Comores - Quatre ministres de la Grande Comore condamnés à trois et six mois de prison
Le procureur avait requis huit à douze mois contre eux, le tribunal s'est prononcé pour des peines de trois à six mois d'emprisonnement contre les dix responsables politiques de l'île autonome de la Grande Comore accusés de « violence, destruction et voie de faits ».
Des faits qu'ils auraient commis au commissariat central de Moroni le 7 août dernier. Il s'agit de quatre ministres, Mohamed Abdou Mhadjou, sécurité intérieure, Saïd Soilih Saïd Abdillah, production, Boina Boina Ousseine, Santé, Youssouf Ahmed Boina, Fonction publique, Saïd Mze Dafiné, secrétaire général du gouvernement et Saïd Ahmed Ahmed Toihir, secrétaire général à la présidence de l'île ainsi que trois fonctionnaires de la police, Ali Msaidie Tadjiri, Mohamed Assoumani Adamou et Hakim Ali Abdou.
C'est dans une ambiance glaciale, que les prévenus ont écouté le verdict du tribunal qui est tombé comme un couperet, cet après-midi, dans la salle d'audience du palais de justice de Moroni. Les peines sont de trois à six mois de prison contre les hauts responsables et deux à cinq mois contre les trois fonctionnaires de police impliqués dans cette affaire. Des peines assorties de 15000 Fc à 60 000 Fc d'amendes.

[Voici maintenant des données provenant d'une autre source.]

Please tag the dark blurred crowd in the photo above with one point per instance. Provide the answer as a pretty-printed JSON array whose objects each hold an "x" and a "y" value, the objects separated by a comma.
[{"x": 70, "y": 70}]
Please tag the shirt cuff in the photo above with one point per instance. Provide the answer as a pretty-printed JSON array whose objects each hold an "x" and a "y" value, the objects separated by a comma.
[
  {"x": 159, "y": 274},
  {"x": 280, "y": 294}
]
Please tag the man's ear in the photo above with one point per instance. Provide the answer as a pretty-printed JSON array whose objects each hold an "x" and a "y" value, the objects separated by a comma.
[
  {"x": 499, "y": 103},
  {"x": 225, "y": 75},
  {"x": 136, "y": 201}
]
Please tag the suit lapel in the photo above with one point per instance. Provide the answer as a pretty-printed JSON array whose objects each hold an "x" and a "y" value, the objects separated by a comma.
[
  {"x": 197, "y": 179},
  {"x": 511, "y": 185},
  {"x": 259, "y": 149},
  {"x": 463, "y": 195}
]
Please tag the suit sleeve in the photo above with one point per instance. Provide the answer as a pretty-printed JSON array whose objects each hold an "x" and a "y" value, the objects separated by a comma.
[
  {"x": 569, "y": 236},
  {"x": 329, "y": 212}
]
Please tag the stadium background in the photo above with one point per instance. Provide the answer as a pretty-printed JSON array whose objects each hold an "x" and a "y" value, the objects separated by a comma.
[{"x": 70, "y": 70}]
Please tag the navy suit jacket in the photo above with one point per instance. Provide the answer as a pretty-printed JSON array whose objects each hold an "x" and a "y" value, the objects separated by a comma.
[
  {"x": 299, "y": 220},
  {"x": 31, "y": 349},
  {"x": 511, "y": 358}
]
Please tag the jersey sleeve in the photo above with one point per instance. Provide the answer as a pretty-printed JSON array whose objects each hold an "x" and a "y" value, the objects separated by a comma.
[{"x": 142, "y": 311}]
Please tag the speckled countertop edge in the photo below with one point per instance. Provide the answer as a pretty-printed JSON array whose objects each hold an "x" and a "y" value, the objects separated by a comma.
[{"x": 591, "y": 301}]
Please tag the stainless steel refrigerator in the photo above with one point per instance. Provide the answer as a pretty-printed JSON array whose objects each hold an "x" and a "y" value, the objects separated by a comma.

Les prévenus sont également tenus à verser collectivement « un franc symbolique pour réparation de préjudice » à la partie civile, représentée par son conseil, Me Fahami Saïd Ibrahim.
L'assistance a accueilli cette sentence du tribunal par des cris de colère. La justice n'a retenu qu'une seule charge, sur les trois chefs d'inculpation annoncés au début, contre les accusés. Ils ont bénéficié de la relaxe pour les deux premiers (violence et destruction). Aussi, ils n'ont été jugés que pour le troisième, c'est-à-dire pour « voie des faits ».
Lors du procès, lundi 10 août, l'avocat des prévenus, Me Ahamada Mahamoud, avait demandé l'acquittement pour ses clients car, a-t-il affirmé, « les actes qui leur sont reprochés ne sont pas constitués ». Quelques minutes après le jugement, l'un des prévenus, le fonctionnaire de police Hakim Ali Abdou, s'est évadé. Cela, malgré la présence de gendarmes déployés en grand nombre depuis le début du procès. « Il y a eu un évadé, ça arrive au palais de justice. Mais tous les moyens seront mis en œuvre pour le retrouver », a confirmé, Azad Mze, le procureur de la République. « Ce policier qui était condamné à deux mois de prison risque d'aggraver sa peine », a-t-il ajouté, précisant qu'un tel acte est « puni à six mois et plus de prison ».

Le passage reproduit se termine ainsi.